🦄 How to Use Google Analytics to Find Your Content Unicorns. If the top 1-5% of your content gets bombastic results while the rest gets crickets, you’re normal. That’s life on the internet: a sea of “donkeys” with the occasional “unicorn” of content success flitting across the night sky.
But good content marketers don’t just wait on the odds. They find what works and do it harder. They find what doesn’t work and try something else. They test. They iterate.
They try to make more (pieces of content into) unicorns.
The article defines four categories for pieces of content with “unicorn potential.” Then it explains how to identify each type in Google Analytics AND suggests how to get the most out of each type.
Those four categories of potential, nutshelled:
Champions ⚔️ These pieces of content are your current winners and workhorses; they’re already pulling in great organic traffic.
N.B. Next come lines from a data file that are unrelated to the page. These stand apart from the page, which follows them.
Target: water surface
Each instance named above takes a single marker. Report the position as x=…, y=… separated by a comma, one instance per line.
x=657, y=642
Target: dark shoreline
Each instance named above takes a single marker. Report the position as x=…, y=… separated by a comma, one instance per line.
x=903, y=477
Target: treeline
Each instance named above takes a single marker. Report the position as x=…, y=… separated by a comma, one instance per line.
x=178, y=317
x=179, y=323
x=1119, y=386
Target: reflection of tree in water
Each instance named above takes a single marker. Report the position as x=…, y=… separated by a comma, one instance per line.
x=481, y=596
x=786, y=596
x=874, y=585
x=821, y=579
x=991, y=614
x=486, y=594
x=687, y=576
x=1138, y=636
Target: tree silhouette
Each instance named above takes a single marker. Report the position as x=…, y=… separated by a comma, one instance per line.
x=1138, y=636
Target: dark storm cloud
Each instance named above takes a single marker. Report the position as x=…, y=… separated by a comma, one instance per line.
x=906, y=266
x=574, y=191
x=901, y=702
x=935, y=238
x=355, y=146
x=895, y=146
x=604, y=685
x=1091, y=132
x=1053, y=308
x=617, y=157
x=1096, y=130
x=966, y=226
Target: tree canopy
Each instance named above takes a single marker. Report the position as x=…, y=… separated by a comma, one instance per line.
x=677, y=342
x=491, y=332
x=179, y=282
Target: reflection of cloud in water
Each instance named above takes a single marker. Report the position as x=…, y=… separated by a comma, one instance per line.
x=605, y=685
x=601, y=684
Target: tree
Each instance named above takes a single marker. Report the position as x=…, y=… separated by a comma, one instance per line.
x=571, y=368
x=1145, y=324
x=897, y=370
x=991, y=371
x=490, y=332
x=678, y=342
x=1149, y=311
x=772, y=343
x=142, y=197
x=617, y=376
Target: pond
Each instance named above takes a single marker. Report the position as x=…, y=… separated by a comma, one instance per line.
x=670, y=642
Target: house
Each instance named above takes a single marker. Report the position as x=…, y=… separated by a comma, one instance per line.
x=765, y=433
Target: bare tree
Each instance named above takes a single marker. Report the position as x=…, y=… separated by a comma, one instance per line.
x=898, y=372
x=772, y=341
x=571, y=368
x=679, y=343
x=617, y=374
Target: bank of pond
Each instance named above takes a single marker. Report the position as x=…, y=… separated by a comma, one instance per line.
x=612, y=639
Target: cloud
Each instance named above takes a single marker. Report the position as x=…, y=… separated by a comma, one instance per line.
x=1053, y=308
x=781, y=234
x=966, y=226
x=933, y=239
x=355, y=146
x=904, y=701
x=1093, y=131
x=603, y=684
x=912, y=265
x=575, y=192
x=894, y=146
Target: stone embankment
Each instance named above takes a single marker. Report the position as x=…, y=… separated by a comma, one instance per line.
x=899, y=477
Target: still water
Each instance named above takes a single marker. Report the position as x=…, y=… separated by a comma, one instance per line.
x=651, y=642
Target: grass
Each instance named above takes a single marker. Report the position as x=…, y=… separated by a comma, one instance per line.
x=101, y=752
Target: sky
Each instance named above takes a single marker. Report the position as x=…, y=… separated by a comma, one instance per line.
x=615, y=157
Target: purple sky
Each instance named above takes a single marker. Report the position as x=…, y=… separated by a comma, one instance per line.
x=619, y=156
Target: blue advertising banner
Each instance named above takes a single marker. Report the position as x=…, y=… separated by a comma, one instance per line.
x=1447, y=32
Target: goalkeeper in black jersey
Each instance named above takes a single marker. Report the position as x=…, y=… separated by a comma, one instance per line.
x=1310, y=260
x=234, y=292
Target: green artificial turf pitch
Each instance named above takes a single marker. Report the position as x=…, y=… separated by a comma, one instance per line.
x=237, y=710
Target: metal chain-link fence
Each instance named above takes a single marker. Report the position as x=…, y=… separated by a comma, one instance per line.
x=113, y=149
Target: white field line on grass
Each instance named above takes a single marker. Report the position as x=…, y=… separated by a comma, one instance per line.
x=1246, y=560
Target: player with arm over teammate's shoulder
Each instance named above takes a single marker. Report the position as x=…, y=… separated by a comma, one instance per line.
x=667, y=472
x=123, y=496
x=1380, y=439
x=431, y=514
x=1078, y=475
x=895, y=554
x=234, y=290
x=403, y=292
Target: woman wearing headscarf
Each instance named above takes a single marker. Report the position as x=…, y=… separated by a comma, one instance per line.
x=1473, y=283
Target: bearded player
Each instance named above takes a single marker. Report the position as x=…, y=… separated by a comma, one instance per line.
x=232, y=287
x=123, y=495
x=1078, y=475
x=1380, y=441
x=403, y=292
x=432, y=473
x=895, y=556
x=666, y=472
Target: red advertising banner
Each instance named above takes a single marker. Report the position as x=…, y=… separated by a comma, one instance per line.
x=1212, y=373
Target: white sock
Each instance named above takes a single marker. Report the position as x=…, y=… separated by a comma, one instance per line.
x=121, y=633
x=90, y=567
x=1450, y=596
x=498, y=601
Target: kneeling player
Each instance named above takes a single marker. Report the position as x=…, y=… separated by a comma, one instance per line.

In these cases, you probably don’t need to improve the content itself—so instead, look for ways to engage visitors and/or pull them deeper into the site. (Though, in some cases, you certainly could improve/expand the content and double down on what’s working there.)
Potential Champions 🛡 Traffic isn’t great to these pieces of content, but they’re ranking well so far. There’s a little bit of an art to finding these pieces in GA, but once you’ve identified them, you’ll want to beef them up (esp. around the main keyword topic).
Falling Stars 💫 Content that once attracted solid traffic, but no longer. Similar to the Potential Champions, you’re gonna want to go in and beef up the content. Just make sure that you do NOT change the URLs on these pieces, since that’d erase any advantageous “original star status” with Google.
Better Mousetraps 🧀 An intriguing category, Better Mousetraps are pieces of content that have the highest engagement and conversion (regardless of traffic). Remember that you’re most concerned with engagement and conversion rates here, not the absolute numbers.